Over the years I have come across various employee benefits conundrums; but one recurring theme that often emerges is low-take up. At first look it can often be baffling as to why employees aren’t racing to sign up to the various employee benefits programmes your HR team put in place; all intended to be a genuine enhancement to the employee’s position. But if you take a step back, put yourself in the position of the employee, you can usually get a better insight
Take a look at these examples:
Long-term employee benefits
It’s a universally accepted fact that we all need to plan for the future. “Need”, not “want”. This is the key here. We all know that we should invest in retirement plans, insurance policies, even basic savings - we should be prepared for the rainy days - but who really wants to think about the future?
Many companies out there will have a large proportion of young or low paid workers for whom the here and now will seem much more pressing and urgent. If you’re looking at your long term employee benefits plan and wondering why you have a low uptake, consider how you can present these in a more engaging or more relatable manner. Or perhaps you should consider what barriers are in place to prevent your staff from investing time in these employee benefits initiatives. Is it that they simply cannot afford to plan for the future? How can you change this?
These things are great. Employee benefits that your employees can access now - and there are a huge number of choices out there of things you can provide.

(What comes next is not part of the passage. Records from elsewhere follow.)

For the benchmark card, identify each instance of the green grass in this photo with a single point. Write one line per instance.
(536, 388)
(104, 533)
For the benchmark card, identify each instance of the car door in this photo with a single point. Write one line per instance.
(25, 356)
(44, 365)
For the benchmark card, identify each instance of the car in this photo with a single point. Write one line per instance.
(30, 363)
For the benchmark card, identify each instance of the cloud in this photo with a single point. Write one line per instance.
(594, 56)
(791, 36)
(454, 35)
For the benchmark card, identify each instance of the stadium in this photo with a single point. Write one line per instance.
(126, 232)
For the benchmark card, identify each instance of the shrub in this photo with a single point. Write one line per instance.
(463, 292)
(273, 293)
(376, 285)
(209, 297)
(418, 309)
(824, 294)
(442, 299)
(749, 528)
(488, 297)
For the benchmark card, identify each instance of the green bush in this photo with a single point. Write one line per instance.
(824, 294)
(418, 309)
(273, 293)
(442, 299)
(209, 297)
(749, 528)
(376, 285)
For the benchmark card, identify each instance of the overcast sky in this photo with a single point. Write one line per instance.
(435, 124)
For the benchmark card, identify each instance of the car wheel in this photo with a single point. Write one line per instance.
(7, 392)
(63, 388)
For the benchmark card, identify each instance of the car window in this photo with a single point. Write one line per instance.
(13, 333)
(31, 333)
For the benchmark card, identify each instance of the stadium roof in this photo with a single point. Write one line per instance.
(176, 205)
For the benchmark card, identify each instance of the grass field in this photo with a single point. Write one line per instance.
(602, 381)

From basic discounts schemes to reward programmes, mobile health & wellbeing apps or even “buy a sexy iPad today and pay pennies from your salary each month so it barely costs you anything” types of employee benefits. Personally I can’t get enough of them - give me more, I’m fully on board!

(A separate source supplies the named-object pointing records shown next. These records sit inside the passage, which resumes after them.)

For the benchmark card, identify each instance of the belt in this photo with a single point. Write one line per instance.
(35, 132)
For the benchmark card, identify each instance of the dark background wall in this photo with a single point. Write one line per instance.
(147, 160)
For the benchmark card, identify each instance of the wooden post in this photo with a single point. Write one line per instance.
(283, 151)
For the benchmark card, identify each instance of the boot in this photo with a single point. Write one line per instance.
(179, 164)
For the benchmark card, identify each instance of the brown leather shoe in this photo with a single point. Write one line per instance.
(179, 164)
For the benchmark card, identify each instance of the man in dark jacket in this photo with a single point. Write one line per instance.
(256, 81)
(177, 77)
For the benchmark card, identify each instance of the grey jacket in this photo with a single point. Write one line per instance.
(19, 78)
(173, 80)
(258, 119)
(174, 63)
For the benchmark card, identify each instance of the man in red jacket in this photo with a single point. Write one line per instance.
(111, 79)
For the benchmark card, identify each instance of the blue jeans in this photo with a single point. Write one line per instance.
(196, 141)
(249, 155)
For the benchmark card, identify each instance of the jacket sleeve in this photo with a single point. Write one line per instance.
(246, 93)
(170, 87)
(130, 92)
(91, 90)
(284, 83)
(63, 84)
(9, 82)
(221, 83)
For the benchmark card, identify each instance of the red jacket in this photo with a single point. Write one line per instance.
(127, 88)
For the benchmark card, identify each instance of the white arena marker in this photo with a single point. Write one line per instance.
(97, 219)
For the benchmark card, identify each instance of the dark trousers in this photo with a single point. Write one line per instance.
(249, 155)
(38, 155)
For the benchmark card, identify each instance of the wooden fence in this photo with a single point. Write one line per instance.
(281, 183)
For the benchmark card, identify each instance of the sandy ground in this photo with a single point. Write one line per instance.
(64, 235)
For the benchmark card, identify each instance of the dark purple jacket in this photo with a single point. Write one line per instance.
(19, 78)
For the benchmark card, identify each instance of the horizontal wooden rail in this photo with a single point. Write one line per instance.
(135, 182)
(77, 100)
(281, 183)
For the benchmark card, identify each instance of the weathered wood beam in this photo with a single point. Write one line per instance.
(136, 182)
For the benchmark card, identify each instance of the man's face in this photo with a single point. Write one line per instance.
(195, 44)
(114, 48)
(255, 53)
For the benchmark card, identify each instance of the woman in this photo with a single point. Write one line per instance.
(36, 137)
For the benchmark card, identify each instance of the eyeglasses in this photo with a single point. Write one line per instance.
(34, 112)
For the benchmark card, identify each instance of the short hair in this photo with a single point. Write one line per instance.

However not all workforces are like this and figuring out why not is really important. Are your employee benefits easily accessible? As my colleague Will previously argued, far too many companies bunch these employee benefit initiatives together with other employee benefits programs that make the information hard to find or, even worse, hard to understand.
Another big point to consider is whether your employee benefit plan is giving your employees what they need? While I get hugely excited about a new perk which allows me to get a discount at West End theatre shows, it may not be altogether relevant if your workforce is based in Gibraltar… Think about who your people are and what makes them tick. This should help you understand what employee benefits they want to access day-to-day that can make a difference in their lives.
This one is obvious. There is absolutely no point in having the best reward and benefits strategy in the market unless your employees know about it and understand how to use it. A good friend of mine frequently asks me to purchase shopping vouchers for him from our RG discounts portal, which I am more than happy to help with, however given that he works for a well known multi-national I was surprised that they didn’t have an equivalent employee benefits hub available where he works. Turns out they do - they’ve just never invested resources in telling their staff about it.
In this modern world, workforces are increasingly varied in many different aspects. You may find that within your overall employee group the workforce is split into many different sub-groups, each with their own unique demographic. Don’t overlook this as too much of a challenge - use it. If you can look at each group, put yourself in their shoes and identify the key motivators from their perspective, you’ll soon find yourself having a much better understanding of what you need to give your employees.
Give them the right tools and you will see your engagement soar.
Hopefully that’s given you a bit of food for thought. As for me - I’m off to swap my sunnies for a pair of ice skates!